Many, many other great writers express wonderful and insightful thoughts about writing The End, and if you’re the sort of person who loves reading your quotes yet hasn’t come across any on this subject, I’d recommend having a nose around on Google for twenty/thirty minutes (if nothing else it will improve the quality of the targeted advertising you receive).

I’m sure many people people who stumble onto my blogs, which are essentially about the love of writing/reading, have written their share of short stories; maybe you too have boxes in a closet somewhere, filled with notebooks, jottings, half-attempts and pages with the literary merit of a toilet paper (and not even the good kind – that cheap stuff, which doesn’t actually end up saving you any money because you need to use half a roll too… – well, because you need to use half a roll) so I’ve doubt there are few strangers to writing The End here.

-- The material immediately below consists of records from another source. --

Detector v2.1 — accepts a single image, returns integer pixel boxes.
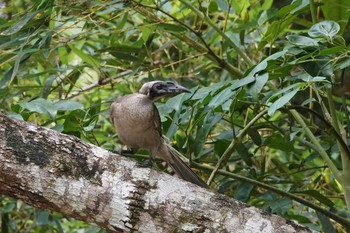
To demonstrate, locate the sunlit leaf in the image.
[308,20,340,40]
[0,11,38,36]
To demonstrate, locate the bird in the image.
[110,80,208,188]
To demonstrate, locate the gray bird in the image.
[110,81,208,188]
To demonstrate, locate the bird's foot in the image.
[138,159,153,167]
[108,150,134,156]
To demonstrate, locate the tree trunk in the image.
[0,114,311,232]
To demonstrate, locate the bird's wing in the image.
[153,104,163,137]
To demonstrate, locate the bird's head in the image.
[139,81,191,101]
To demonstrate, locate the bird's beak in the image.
[168,84,191,94]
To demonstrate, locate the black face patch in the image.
[149,82,169,98]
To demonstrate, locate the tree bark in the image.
[0,114,311,233]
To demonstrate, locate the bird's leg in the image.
[138,158,153,167]
[108,148,135,156]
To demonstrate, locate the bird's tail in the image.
[165,143,209,188]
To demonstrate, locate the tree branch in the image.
[0,114,311,232]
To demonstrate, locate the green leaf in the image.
[247,72,269,98]
[264,134,294,152]
[308,20,340,40]
[110,51,142,63]
[267,86,300,116]
[295,190,334,207]
[316,211,337,233]
[68,44,100,67]
[234,182,254,202]
[158,23,187,33]
[19,98,57,119]
[208,88,233,109]
[247,128,262,146]
[235,142,253,167]
[286,35,318,47]
[0,11,38,36]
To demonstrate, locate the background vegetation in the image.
[0,0,350,233]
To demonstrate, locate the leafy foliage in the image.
[0,0,350,232]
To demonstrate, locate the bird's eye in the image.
[156,84,163,90]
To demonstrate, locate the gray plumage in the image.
[110,81,208,188]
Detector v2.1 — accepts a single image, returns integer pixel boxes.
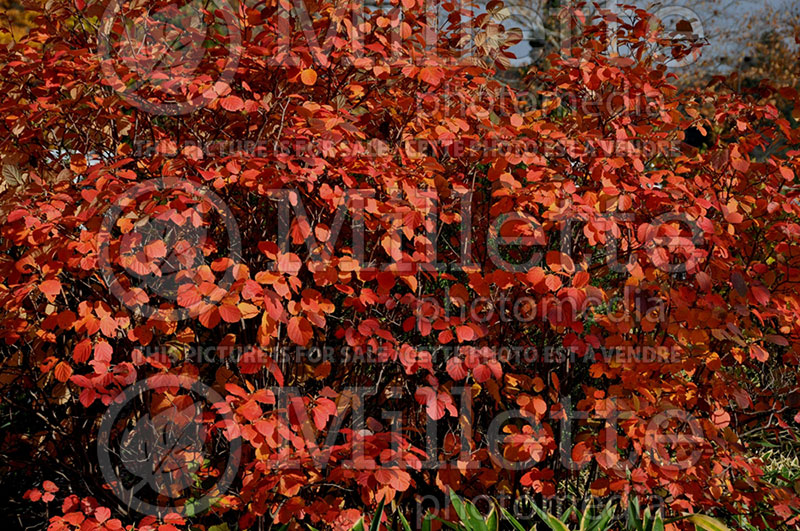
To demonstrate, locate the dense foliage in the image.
[0,0,800,531]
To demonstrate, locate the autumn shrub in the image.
[0,0,800,531]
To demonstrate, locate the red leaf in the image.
[219,304,242,323]
[54,361,72,382]
[286,316,314,346]
[219,94,244,112]
[39,278,61,302]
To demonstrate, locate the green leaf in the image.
[420,514,433,531]
[653,512,664,531]
[369,499,384,531]
[500,507,526,531]
[533,503,569,531]
[589,502,616,531]
[578,498,592,531]
[397,511,411,531]
[450,489,468,524]
[486,507,500,531]
[689,514,730,531]
[464,502,489,531]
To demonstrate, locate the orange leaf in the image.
[300,68,317,86]
[55,361,72,382]
[39,278,61,302]
[286,316,314,346]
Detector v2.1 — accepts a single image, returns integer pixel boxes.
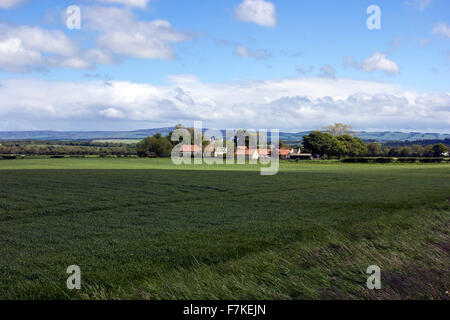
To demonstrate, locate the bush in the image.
[2,154,17,160]
[397,158,418,163]
[342,157,395,163]
[420,158,445,163]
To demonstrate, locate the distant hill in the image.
[0,127,450,142]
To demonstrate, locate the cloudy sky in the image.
[0,0,450,132]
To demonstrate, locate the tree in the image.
[400,146,412,157]
[136,133,172,157]
[303,131,346,158]
[411,144,425,157]
[367,142,382,157]
[423,144,434,157]
[337,134,367,157]
[323,123,352,137]
[387,148,399,157]
[432,143,447,157]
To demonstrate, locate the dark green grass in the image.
[0,159,450,299]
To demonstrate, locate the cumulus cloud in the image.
[233,44,271,60]
[97,0,149,9]
[361,52,400,74]
[406,0,433,11]
[236,0,277,28]
[0,0,25,9]
[83,7,192,59]
[0,7,192,72]
[319,64,336,79]
[342,52,400,75]
[0,76,450,131]
[0,24,92,72]
[432,22,450,38]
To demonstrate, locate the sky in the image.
[0,0,450,133]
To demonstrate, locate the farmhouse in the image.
[180,145,202,156]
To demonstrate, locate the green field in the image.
[0,158,450,299]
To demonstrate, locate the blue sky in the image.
[0,0,450,132]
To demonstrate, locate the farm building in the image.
[180,145,202,156]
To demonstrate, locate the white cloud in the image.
[0,76,450,131]
[236,0,277,28]
[432,22,450,38]
[83,7,192,59]
[233,44,271,60]
[0,24,91,72]
[97,0,149,9]
[0,0,25,9]
[406,0,433,11]
[319,64,336,79]
[361,52,400,74]
[0,7,192,72]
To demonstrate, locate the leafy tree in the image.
[337,134,367,157]
[323,123,352,137]
[387,148,399,157]
[367,142,382,157]
[400,147,412,157]
[432,143,447,157]
[136,133,173,157]
[303,131,346,158]
[411,144,425,157]
[423,144,434,157]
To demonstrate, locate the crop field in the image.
[0,158,450,299]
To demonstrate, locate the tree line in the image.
[0,141,136,157]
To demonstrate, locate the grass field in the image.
[0,158,450,299]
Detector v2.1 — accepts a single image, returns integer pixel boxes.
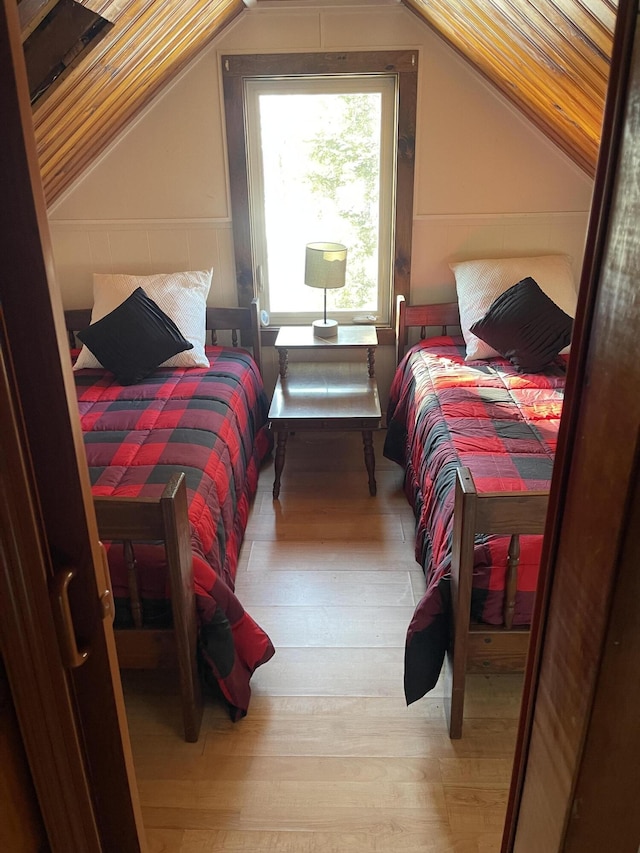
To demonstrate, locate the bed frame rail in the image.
[93,473,203,742]
[445,467,549,738]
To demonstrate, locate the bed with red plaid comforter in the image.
[384,337,565,703]
[74,346,274,719]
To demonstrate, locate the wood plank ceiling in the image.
[22,0,617,204]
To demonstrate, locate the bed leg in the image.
[160,475,203,743]
[444,468,478,739]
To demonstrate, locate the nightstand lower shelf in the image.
[269,362,381,499]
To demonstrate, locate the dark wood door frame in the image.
[0,0,144,853]
[502,0,640,853]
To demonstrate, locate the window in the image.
[222,51,417,336]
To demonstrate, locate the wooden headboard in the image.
[396,296,460,364]
[64,299,262,373]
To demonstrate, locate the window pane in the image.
[248,78,395,322]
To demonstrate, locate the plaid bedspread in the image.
[384,337,566,703]
[74,347,274,719]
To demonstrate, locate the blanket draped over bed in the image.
[74,346,274,719]
[384,337,565,703]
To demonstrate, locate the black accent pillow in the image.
[471,276,573,373]
[78,287,193,385]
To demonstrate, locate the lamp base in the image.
[312,320,338,338]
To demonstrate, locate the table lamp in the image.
[304,243,347,338]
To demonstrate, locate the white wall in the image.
[49,3,592,399]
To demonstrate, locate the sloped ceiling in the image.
[27,0,616,203]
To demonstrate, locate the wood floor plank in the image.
[239,539,424,578]
[239,604,413,649]
[230,569,414,610]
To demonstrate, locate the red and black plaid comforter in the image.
[74,347,274,719]
[384,337,565,703]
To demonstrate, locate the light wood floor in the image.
[125,432,521,853]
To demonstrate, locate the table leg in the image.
[278,347,289,379]
[362,429,377,495]
[273,429,287,500]
[367,347,376,379]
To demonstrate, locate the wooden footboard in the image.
[93,474,203,742]
[445,468,549,738]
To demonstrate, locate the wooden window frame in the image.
[221,50,418,344]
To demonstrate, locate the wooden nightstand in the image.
[269,326,381,499]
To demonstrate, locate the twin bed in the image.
[384,264,567,738]
[65,292,274,741]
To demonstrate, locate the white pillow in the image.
[449,255,577,361]
[73,270,213,370]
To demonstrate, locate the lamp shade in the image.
[304,243,347,290]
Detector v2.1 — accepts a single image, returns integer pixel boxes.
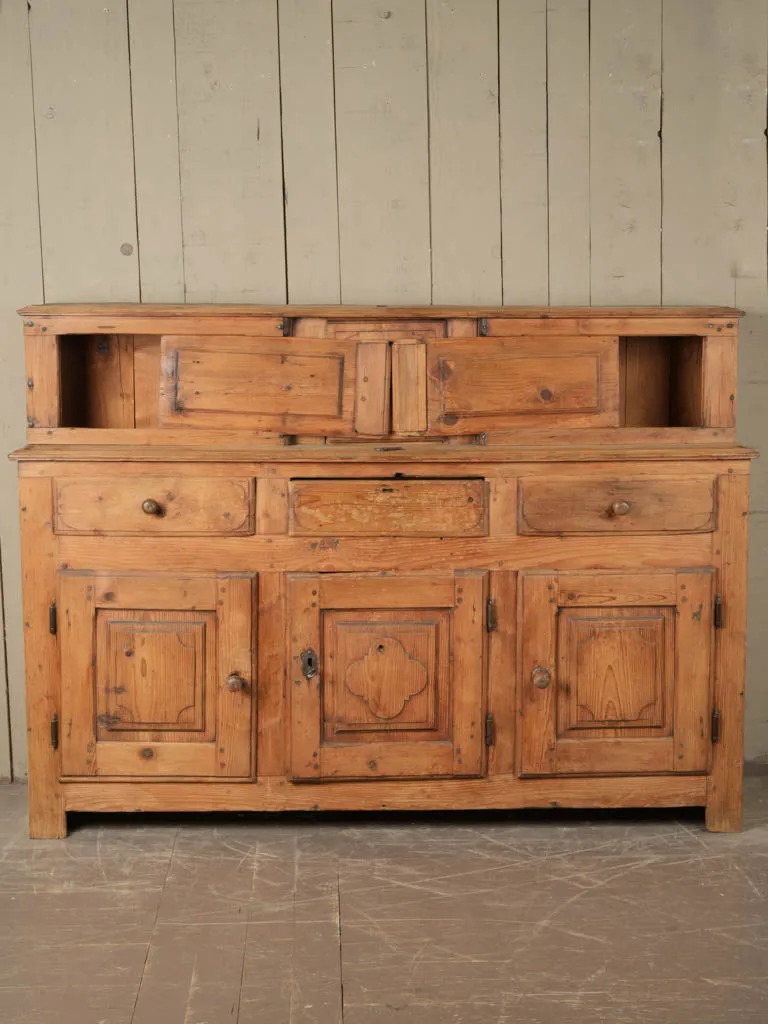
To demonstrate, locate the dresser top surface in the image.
[18,302,743,319]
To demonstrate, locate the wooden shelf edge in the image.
[16,302,744,319]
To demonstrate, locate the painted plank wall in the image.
[0,0,768,777]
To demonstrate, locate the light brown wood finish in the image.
[289,479,487,537]
[707,474,750,831]
[518,568,714,775]
[54,476,259,537]
[18,480,67,839]
[15,306,754,835]
[520,475,716,535]
[427,338,618,433]
[59,571,253,777]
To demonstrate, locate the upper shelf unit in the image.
[22,305,740,444]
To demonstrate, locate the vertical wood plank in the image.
[354,341,392,436]
[334,0,431,303]
[663,0,768,305]
[59,573,97,785]
[175,0,286,302]
[547,0,590,305]
[133,334,160,427]
[707,473,750,831]
[430,0,501,304]
[25,337,61,427]
[488,572,518,775]
[30,0,138,302]
[663,0,768,770]
[20,478,65,839]
[256,573,290,777]
[590,0,662,305]
[217,575,258,776]
[128,0,184,302]
[279,0,341,303]
[517,572,558,775]
[453,569,487,775]
[392,341,427,434]
[673,569,714,771]
[287,575,323,778]
[499,0,549,305]
[0,0,43,778]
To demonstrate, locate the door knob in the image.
[225,672,246,693]
[141,498,163,515]
[530,665,552,690]
[609,502,632,515]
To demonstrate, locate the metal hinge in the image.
[485,597,497,633]
[485,712,496,746]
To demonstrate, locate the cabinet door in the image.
[518,568,714,775]
[289,572,485,779]
[160,336,390,436]
[59,572,254,776]
[421,337,618,434]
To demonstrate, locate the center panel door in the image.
[518,568,715,775]
[289,572,486,780]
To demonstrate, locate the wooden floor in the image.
[0,776,768,1024]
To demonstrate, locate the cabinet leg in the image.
[707,470,749,831]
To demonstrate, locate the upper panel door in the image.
[160,335,389,436]
[59,572,254,776]
[518,568,714,775]
[289,572,485,779]
[417,337,618,434]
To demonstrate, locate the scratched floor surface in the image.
[0,777,768,1024]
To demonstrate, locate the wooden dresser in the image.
[14,305,754,837]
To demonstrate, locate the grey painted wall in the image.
[0,0,768,775]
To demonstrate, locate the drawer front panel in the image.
[519,476,716,534]
[55,476,255,536]
[289,479,487,537]
[427,338,618,434]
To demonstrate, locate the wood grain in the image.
[289,479,487,537]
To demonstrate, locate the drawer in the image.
[518,476,716,534]
[289,479,487,537]
[55,476,259,535]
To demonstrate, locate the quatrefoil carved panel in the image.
[344,636,429,721]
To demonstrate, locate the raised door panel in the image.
[423,337,618,434]
[160,335,389,436]
[519,569,714,775]
[59,572,254,776]
[289,572,485,780]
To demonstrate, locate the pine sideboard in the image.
[13,304,754,837]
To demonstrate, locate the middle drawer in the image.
[289,478,488,537]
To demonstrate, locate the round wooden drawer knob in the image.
[610,502,632,515]
[226,672,246,693]
[530,665,552,690]
[141,498,163,515]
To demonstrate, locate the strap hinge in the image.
[485,597,497,633]
[711,708,720,743]
[485,712,496,746]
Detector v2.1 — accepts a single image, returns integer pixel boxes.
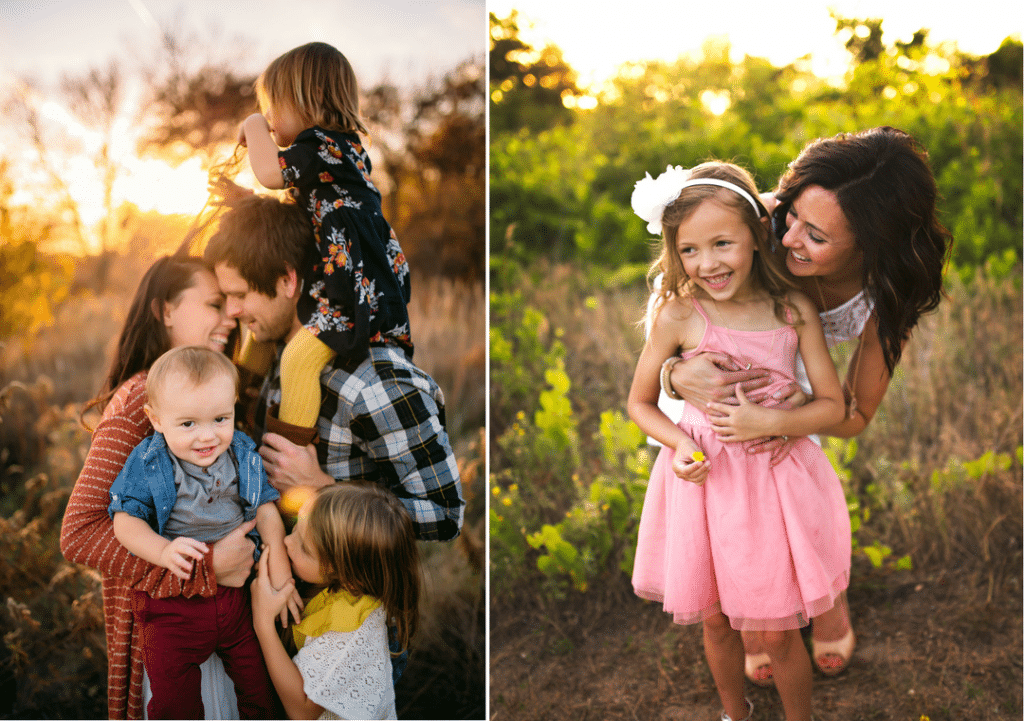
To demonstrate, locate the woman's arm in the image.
[710,293,845,441]
[250,553,324,719]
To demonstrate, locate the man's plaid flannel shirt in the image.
[256,346,465,541]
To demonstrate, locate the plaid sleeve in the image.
[319,354,465,541]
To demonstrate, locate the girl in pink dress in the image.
[629,162,850,721]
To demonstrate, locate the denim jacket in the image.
[108,430,281,558]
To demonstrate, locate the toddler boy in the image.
[109,346,291,719]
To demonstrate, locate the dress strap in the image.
[690,295,711,326]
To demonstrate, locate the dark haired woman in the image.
[663,127,952,685]
[60,257,253,719]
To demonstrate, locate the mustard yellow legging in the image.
[278,328,335,428]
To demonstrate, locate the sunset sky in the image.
[487,0,1024,85]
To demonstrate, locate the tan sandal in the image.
[743,653,775,688]
[811,627,857,676]
[266,406,319,448]
[722,698,754,721]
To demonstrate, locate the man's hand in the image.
[160,536,209,581]
[259,433,334,496]
[213,518,256,588]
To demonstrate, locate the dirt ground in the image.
[490,562,1024,721]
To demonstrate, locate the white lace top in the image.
[796,289,874,393]
[293,606,397,719]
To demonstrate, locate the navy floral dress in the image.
[279,127,413,364]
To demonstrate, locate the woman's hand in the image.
[249,540,295,629]
[708,384,773,443]
[669,352,771,410]
[672,443,711,485]
[213,518,256,588]
[263,544,303,628]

There was something really different though, when it came to bringing 80,000 words to a close. After all the editing, the re-writes, the feedbacks, the further re-writes, crises of confidence (and I’m full sure I’ll be revisiting this step many times in my continuing attempts to make it to print) – well, after all that and much, much more, I just struggled to bring the story to a close – I had this overwhelming feeling that I was losing something by drawing that final scored line under the piece.

In a very real way, the feeling was like the ending of a love affair, which even if you’ve never held a pen is an emotion that every person can relate to; you fight hard against the dying of the light, even when your love demands a bad ending.

That was something else I came to understand from my novel writing adventures: some stories just have bad endings. Even with an authors omnipotence, every story develops in its own way; we might try to fight against the tide as it flows, but in a real way, the story being told dictates the ending it leads to, even if that is a dark place.

From my limited (and very amateur) experience, I’ve discovered that with every additional line I write in a story, the plot and End move further and further beyond my control…

Actually, that’s a point. It’s time to stop.

The End.

Here is a picture of some Penguins.

And they all lived happily ever after.